In education, the act would amend Title IV of the Civil Rights Act to protect people based on their gender identity and sexual orientation, thereby barring education institutions that receive federal money from discriminating against LGBT students
Likewise, a portion of the bill concerning federal funding would amend Title VI of the Civil Rights Act to include sex, gender identity, and sexual orientation to the list of protected classes that could not be discriminated against as recipients of financial assistance, child welfare, healthcare, and other federally backed programs.

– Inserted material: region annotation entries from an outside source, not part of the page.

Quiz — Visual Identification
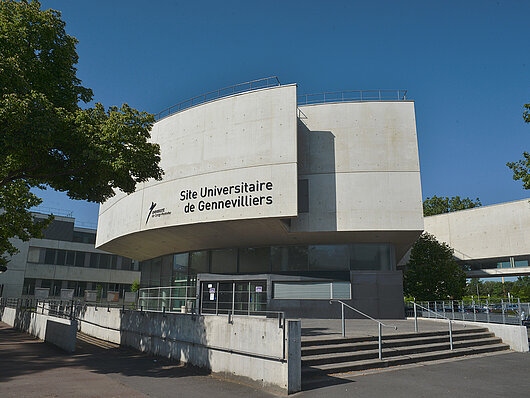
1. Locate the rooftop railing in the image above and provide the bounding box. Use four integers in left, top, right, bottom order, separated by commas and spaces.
297, 90, 407, 105
155, 76, 407, 120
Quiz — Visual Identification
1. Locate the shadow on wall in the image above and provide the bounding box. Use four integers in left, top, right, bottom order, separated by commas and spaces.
120, 311, 211, 371
291, 114, 337, 231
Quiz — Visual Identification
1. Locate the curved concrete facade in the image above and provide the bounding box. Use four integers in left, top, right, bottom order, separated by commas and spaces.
96, 85, 423, 318
96, 85, 423, 260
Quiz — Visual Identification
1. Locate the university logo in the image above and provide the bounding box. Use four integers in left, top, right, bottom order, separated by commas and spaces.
145, 202, 171, 224
145, 202, 156, 224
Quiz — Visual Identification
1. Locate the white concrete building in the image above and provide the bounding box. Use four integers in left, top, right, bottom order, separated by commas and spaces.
96, 79, 423, 317
0, 213, 140, 299
425, 199, 530, 278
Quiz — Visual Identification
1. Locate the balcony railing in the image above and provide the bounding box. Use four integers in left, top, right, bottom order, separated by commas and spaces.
297, 90, 407, 105
155, 76, 407, 120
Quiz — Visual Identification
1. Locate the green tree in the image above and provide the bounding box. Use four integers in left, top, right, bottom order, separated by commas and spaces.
403, 232, 466, 301
506, 104, 530, 189
0, 0, 163, 265
423, 196, 482, 217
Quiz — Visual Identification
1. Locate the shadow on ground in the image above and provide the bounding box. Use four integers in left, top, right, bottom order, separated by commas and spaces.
0, 324, 208, 383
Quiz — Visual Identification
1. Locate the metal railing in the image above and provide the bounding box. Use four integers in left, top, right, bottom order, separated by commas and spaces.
155, 76, 281, 120
413, 302, 452, 350
329, 300, 397, 360
410, 299, 530, 325
297, 90, 407, 105
138, 285, 196, 312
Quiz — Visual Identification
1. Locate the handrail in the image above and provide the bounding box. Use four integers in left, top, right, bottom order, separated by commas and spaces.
329, 300, 397, 330
155, 76, 281, 120
329, 300, 397, 360
413, 301, 451, 321
412, 301, 454, 351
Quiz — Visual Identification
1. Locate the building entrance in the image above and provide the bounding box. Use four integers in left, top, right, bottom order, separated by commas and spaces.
200, 280, 267, 315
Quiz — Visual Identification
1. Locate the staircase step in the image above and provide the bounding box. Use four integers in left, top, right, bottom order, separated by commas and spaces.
302, 328, 489, 347
302, 331, 495, 357
302, 343, 510, 380
302, 337, 502, 366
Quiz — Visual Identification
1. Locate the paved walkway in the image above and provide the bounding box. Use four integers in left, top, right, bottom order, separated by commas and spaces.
0, 322, 530, 398
302, 319, 469, 338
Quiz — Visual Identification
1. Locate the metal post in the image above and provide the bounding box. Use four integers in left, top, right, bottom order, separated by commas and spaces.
414, 302, 418, 333
449, 321, 453, 350
340, 302, 346, 337
517, 297, 523, 325
215, 282, 219, 315
199, 282, 203, 315
232, 282, 236, 319
378, 323, 383, 360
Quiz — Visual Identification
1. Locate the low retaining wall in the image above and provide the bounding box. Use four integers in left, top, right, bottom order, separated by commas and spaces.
79, 307, 301, 393
0, 307, 77, 352
421, 318, 528, 352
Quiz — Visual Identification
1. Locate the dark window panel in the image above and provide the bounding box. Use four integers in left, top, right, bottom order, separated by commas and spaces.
75, 252, 87, 267
44, 249, 56, 265
55, 250, 66, 265
65, 251, 75, 265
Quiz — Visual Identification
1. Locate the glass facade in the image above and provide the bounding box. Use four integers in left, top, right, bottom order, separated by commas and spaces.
460, 256, 530, 271
140, 243, 396, 288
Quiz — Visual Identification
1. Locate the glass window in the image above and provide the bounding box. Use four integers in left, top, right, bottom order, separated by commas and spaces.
271, 246, 307, 272
211, 249, 237, 274
65, 251, 75, 265
44, 249, 56, 264
75, 252, 86, 267
190, 250, 209, 274
99, 254, 110, 269
239, 247, 271, 273
139, 259, 151, 287
74, 282, 86, 297
172, 253, 189, 285
72, 231, 96, 244
55, 250, 66, 265
22, 278, 35, 295
308, 245, 350, 271
121, 257, 132, 270
514, 260, 528, 267
40, 279, 53, 289
149, 257, 162, 286
50, 281, 63, 296
160, 254, 173, 286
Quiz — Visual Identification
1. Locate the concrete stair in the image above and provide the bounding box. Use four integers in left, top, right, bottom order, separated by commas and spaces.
302, 328, 510, 382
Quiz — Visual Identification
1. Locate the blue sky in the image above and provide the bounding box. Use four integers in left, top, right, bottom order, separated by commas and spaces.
35, 0, 530, 223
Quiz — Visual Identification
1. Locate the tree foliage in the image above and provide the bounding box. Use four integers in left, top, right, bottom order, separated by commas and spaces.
423, 195, 482, 217
403, 232, 466, 301
0, 0, 162, 263
506, 103, 530, 189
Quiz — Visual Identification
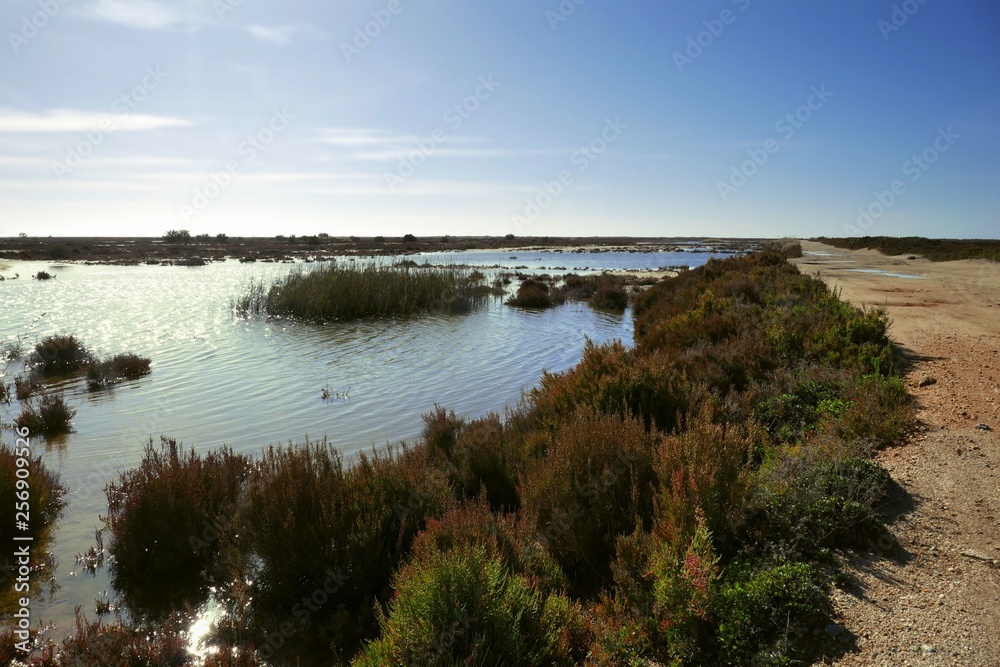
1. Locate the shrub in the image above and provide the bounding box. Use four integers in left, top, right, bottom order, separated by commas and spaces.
0, 444, 66, 539
87, 354, 150, 391
507, 278, 563, 308
746, 447, 890, 559
104, 437, 251, 615
420, 403, 465, 459
717, 563, 824, 665
761, 237, 802, 257
590, 285, 628, 312
655, 403, 763, 556
14, 394, 76, 436
411, 500, 568, 593
649, 522, 721, 664
831, 375, 916, 448
228, 441, 452, 660
352, 548, 586, 667
28, 336, 93, 375
163, 229, 191, 243
14, 375, 42, 401
49, 243, 73, 260
52, 612, 190, 667
528, 340, 701, 432
520, 411, 655, 591
423, 406, 524, 510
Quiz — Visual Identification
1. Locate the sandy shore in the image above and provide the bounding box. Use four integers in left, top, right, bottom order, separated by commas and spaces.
793, 242, 1000, 667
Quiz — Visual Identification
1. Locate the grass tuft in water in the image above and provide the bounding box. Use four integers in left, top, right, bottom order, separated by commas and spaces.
232, 262, 489, 321
87, 353, 150, 391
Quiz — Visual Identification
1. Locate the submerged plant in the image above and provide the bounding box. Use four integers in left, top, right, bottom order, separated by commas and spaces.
28, 336, 94, 375
87, 353, 150, 391
14, 394, 76, 436
232, 262, 489, 321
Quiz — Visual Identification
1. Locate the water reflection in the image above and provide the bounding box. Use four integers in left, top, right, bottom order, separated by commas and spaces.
0, 253, 709, 641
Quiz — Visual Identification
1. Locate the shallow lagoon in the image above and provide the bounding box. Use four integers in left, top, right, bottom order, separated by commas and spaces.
0, 250, 728, 636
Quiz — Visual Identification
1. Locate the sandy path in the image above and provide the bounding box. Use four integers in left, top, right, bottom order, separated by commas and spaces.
793, 242, 1000, 667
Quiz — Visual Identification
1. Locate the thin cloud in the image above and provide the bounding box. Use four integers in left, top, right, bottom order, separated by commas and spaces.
317, 127, 420, 146
351, 147, 570, 161
0, 108, 194, 133
80, 0, 195, 30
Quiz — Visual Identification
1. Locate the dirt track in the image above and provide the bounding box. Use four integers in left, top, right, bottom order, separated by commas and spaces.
793, 242, 1000, 667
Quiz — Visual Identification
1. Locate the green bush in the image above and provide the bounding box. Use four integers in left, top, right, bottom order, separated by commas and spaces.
228, 441, 453, 660
87, 354, 150, 391
528, 340, 701, 432
520, 411, 656, 591
717, 563, 825, 665
352, 548, 586, 667
104, 437, 251, 616
0, 444, 66, 544
28, 336, 93, 375
232, 262, 489, 322
507, 278, 564, 308
411, 501, 568, 593
14, 394, 76, 437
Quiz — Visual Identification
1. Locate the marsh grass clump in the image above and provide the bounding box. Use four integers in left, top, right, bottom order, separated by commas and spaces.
14, 375, 42, 401
519, 411, 656, 592
14, 394, 76, 437
233, 262, 489, 321
28, 336, 94, 375
87, 353, 150, 391
761, 236, 802, 257
352, 547, 586, 667
227, 441, 454, 660
104, 437, 251, 615
559, 272, 630, 313
507, 278, 565, 309
0, 444, 66, 538
816, 236, 1000, 262
88, 252, 913, 666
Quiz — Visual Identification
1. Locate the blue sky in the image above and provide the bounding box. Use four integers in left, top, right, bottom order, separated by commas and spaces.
0, 0, 1000, 238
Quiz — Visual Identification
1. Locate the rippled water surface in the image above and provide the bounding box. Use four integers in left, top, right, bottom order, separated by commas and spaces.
0, 251, 736, 634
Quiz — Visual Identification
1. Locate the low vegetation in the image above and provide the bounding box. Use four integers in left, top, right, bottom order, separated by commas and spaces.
14, 394, 76, 437
87, 353, 150, 391
232, 262, 490, 321
64, 252, 913, 665
104, 437, 251, 614
0, 434, 66, 544
816, 236, 1000, 262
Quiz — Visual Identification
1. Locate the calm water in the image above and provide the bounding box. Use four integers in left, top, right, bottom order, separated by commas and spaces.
0, 251, 724, 636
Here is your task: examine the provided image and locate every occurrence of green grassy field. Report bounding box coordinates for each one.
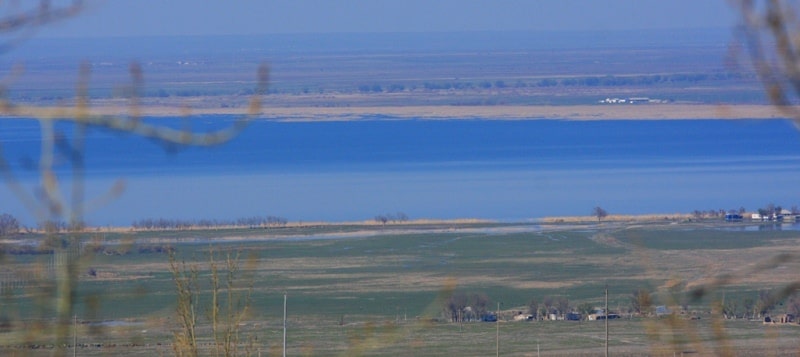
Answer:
[0,220,800,356]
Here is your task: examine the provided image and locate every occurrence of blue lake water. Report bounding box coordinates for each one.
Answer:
[0,116,800,225]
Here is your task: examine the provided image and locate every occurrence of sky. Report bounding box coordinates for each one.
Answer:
[34,0,736,37]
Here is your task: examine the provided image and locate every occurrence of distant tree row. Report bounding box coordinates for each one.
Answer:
[722,290,800,319]
[444,292,491,322]
[692,203,800,219]
[357,72,744,93]
[131,216,288,230]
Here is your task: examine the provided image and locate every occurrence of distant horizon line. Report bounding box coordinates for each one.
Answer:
[30,27,735,41]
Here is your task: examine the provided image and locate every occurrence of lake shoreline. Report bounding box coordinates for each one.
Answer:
[6,101,788,122]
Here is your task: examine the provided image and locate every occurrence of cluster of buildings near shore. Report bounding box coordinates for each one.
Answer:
[725,209,800,222]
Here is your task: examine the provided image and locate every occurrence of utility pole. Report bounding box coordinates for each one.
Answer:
[72,314,78,357]
[494,301,500,357]
[283,294,286,357]
[605,284,608,357]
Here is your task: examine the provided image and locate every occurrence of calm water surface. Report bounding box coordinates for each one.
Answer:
[0,116,800,225]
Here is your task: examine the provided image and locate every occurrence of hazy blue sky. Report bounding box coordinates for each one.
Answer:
[39,0,735,37]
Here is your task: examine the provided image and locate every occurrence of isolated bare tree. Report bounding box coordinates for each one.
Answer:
[592,206,608,222]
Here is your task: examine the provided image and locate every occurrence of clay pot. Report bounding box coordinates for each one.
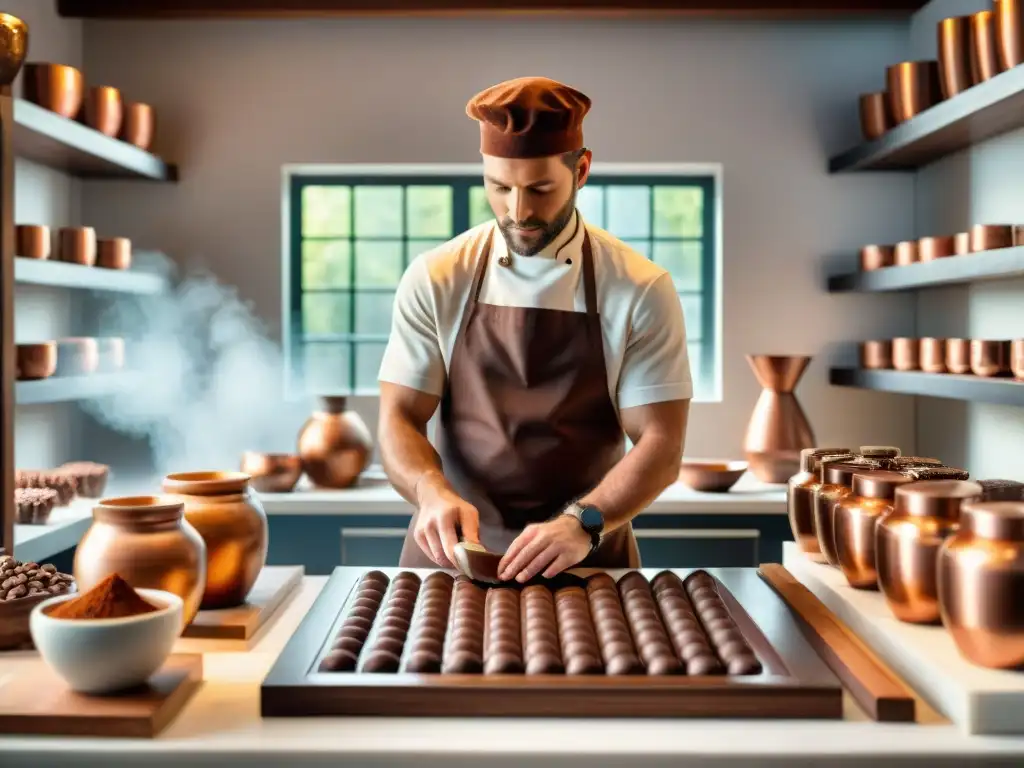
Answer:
[74,496,206,629]
[299,397,374,488]
[157,472,269,609]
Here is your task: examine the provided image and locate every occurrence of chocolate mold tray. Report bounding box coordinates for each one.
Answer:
[261,567,843,718]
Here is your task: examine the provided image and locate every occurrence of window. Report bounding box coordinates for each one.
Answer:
[284,164,720,400]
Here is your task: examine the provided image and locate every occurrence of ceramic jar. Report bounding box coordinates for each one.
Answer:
[938,502,1024,669]
[74,496,206,626]
[163,472,269,610]
[874,480,983,624]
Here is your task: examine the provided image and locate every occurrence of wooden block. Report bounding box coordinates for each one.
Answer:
[181,565,305,640]
[0,654,203,738]
[758,563,915,722]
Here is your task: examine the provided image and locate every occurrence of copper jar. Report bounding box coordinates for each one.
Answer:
[833,471,913,590]
[874,480,982,624]
[74,496,206,626]
[163,472,269,609]
[785,449,852,562]
[938,502,1024,669]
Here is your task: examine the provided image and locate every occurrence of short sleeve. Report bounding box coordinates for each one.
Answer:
[378,257,446,396]
[617,273,693,410]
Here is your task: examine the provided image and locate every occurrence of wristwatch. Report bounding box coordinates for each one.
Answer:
[562,502,604,554]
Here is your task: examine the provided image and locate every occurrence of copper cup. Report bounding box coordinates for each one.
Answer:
[14,341,57,381]
[118,101,157,150]
[992,0,1024,72]
[920,338,946,374]
[971,339,1010,377]
[57,226,96,266]
[938,502,1024,669]
[874,480,982,624]
[96,238,131,269]
[833,470,913,590]
[14,224,50,259]
[971,10,999,84]
[82,85,124,138]
[938,16,974,98]
[893,337,921,371]
[860,91,895,141]
[22,61,84,120]
[946,339,971,375]
[886,61,942,123]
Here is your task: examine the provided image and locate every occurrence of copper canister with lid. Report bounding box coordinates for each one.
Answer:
[833,470,913,590]
[785,449,853,562]
[874,480,983,624]
[938,502,1024,669]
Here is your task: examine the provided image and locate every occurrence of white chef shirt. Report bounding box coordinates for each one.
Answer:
[379,208,693,411]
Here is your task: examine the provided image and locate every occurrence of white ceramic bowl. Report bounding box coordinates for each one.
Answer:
[29,589,183,693]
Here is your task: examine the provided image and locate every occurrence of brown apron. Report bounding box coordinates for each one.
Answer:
[399,225,640,568]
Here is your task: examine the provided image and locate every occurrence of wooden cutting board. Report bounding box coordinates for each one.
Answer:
[181,565,306,640]
[0,654,203,738]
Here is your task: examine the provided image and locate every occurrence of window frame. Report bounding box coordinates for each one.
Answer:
[281,162,724,402]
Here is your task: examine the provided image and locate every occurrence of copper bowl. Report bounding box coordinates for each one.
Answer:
[14,341,57,381]
[96,238,131,269]
[22,61,85,120]
[14,224,50,259]
[679,459,750,494]
[886,61,942,123]
[241,451,302,494]
[118,101,157,150]
[860,91,895,141]
[57,226,96,266]
[82,85,124,138]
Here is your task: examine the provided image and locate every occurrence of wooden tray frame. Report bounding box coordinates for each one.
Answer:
[260,567,843,719]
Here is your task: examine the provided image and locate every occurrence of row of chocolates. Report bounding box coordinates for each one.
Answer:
[787,446,1024,669]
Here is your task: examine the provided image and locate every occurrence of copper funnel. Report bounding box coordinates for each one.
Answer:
[743,354,814,483]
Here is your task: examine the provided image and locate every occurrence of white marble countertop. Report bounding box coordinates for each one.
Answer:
[0,577,1024,768]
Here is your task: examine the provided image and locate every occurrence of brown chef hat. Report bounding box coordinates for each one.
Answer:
[466,78,590,158]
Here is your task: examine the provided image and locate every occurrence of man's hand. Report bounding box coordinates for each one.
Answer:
[413,487,480,568]
[498,515,591,583]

In employment, Title VII would be amended to include LGBT people while leaving existing religious exemptions intact. LGBT people would also be added to the Government Employees Rights Act of 1991 and the Civil Service Reform Act.
The Fair Housing Act would be reformed so that LGBT renters and buyers could not be discriminated against in leasing or purchasing homes, securing loans, or using brokerage services. In addition, the Jury Selection and Service Act, and Equal Credit Opportunity Act, would include LGBT people as protected classes.
The bill would also help settle local disputes around the country involving transgender students using public school locker rooms and restrooms. The measure would build on recent interpretations by the Obama administration that protects transgender students under Title IX, which bars discrimination on the basis of sex, clarifying that students could use single-sex facilities in schools in accordance with their gender identity.
For example, a transgender boy could use the boys restroom in public schools — which some school districts currently allow and others explicitly ban, a discrepancy that has led to lawsuits.
"There is an unacceptable patchwork of state-level protections for LGBT people, and more than half of LGBT Americans live in a state that lack fully-inclusive nondiscrimination laws," Chad Griffin, president of LGBT advocacy group Human Rights Campaign, said in a statement to BuzzFeed News.
"A federal nondiscrimination bill will create permanent and clear protections to ensure that all employees are hired, fired or promoted based on their performance," he said.
The bill is set to be introduced the same week a committee vote is scheduled on the First Amendment Defense Act. That GOP-led bill would bar the federal government from revoking tax exemptions or denying benefits because an individual or organization believes marriage should be reserved for opposite sex couples.
Sixty-nine percent of American voters — including 51% of Republicans — want a federal law that prohibits discriminating against someone based on sexual orientation or gender identity, according to a national poll released in April. The poll was conducted by Greenberg Quinlan Rosner Research and commissioned by the Human Rights Campaign, an LGBT advocacy organization.
On the issue of religious freedom, a Reuters poll in April found 54% of Americans believed a business should not be allowed to deny services based on their religious beliefs, while only 28% said a business should be allowed to do so.